A present of a little of your established starter really can be the present that keeps on giving |
My starter came from my friend Emily; about three years ago now. Her starter was already going on for 18 months old itself, if I recall correctly.
Since I got that fantastic, promising present, my own starter has gone on to spawn many other sourdough starters, not least that of John-Paul Flintoff.
Anyway. I've been meaning to, for ages, write up here about What To Do when someone gives you some starter, so here I go.
You could of course give someone a full jar of starter ready to go since, if you have some levain on the go, it wouldn't take long at all for you to build it up to a whole other working jar size. But this isn't madly practical unless you can actually hand it over in person. And, also people like to build it up themselves. So what I do when I'm sharing starter is send it on the dry side, so it's less frisky and likely to tire itself out. I either send it in a small plastic lidded box or double bag it in those sealable sandwich bags.
Hopefully, before you are sent a starter of starter, you will have ready:
A large jar
Some white, strong bread flour.
Weigh the jar when it's empty and make a note of it.
What you do when you get it is this:
Put the starter in your jar. Add 50g white strong bread flour, and 40g of out of the tap water. Mix it up well and put the jar aside. In the fridge or a cool place in your kitchen.
You don't need to remove any starter, you do that when your starter is big and to keep refreshing it would mean you'd end up with unfathomable amounts of the stuff.

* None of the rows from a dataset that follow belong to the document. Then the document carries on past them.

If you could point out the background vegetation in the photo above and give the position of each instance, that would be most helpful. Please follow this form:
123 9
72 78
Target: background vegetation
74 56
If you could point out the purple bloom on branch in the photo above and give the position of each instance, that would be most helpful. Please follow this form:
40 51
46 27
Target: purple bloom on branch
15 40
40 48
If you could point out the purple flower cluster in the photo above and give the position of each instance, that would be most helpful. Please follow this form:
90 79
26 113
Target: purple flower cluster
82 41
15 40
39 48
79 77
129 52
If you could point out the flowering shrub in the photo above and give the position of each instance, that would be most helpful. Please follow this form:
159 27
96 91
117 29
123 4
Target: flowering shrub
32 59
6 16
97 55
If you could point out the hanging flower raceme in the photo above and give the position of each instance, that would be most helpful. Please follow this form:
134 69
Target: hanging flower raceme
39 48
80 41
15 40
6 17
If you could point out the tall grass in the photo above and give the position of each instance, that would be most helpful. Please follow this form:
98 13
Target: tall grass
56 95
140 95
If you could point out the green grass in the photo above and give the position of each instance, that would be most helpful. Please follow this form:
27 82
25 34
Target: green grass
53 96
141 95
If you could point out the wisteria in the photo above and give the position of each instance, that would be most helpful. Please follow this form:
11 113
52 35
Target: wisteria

The next day, if you want to, take out a tablespoon of starter and discard it. There is no reason for this, it just kinda feels authentic. Add another 50g white strong bread flour and 40g of water.
What you want to do is build up so that you have about 300g of starter in your jar (because for most breads you use about 200g of starter). So you keep repeating this until your jar is about 3/4 full when it's just refreshed.
Never fill it up to the top as if you do, as the starter grows (because it will go up and down during the day until it settles) the jar can explode. Don't worry if you look at your starter during the day and it regularly goes up to near the top, that's normal. What it mustn't ever be is that full when it's just ben refreshed.
When you've got about 300g of starter going (this is why you weigh the jar empty) you're ready to go. Every time you bake - presuming you use 200g of starter, refresh your jar with 120g of white bread flour and 100g of water. Or, if it's looking a bit full already, 100g of flour and 80g of water.
And you're ready for a life time of baking.
Unless you bake every day, keep your starter in the fridge. I bake bread about 2/3 times a week and never need to discard starter to refresh it, I just use it straight from the jar.
I hope this makes sense, do ask any Qs if you need to (on here please so others can benefit).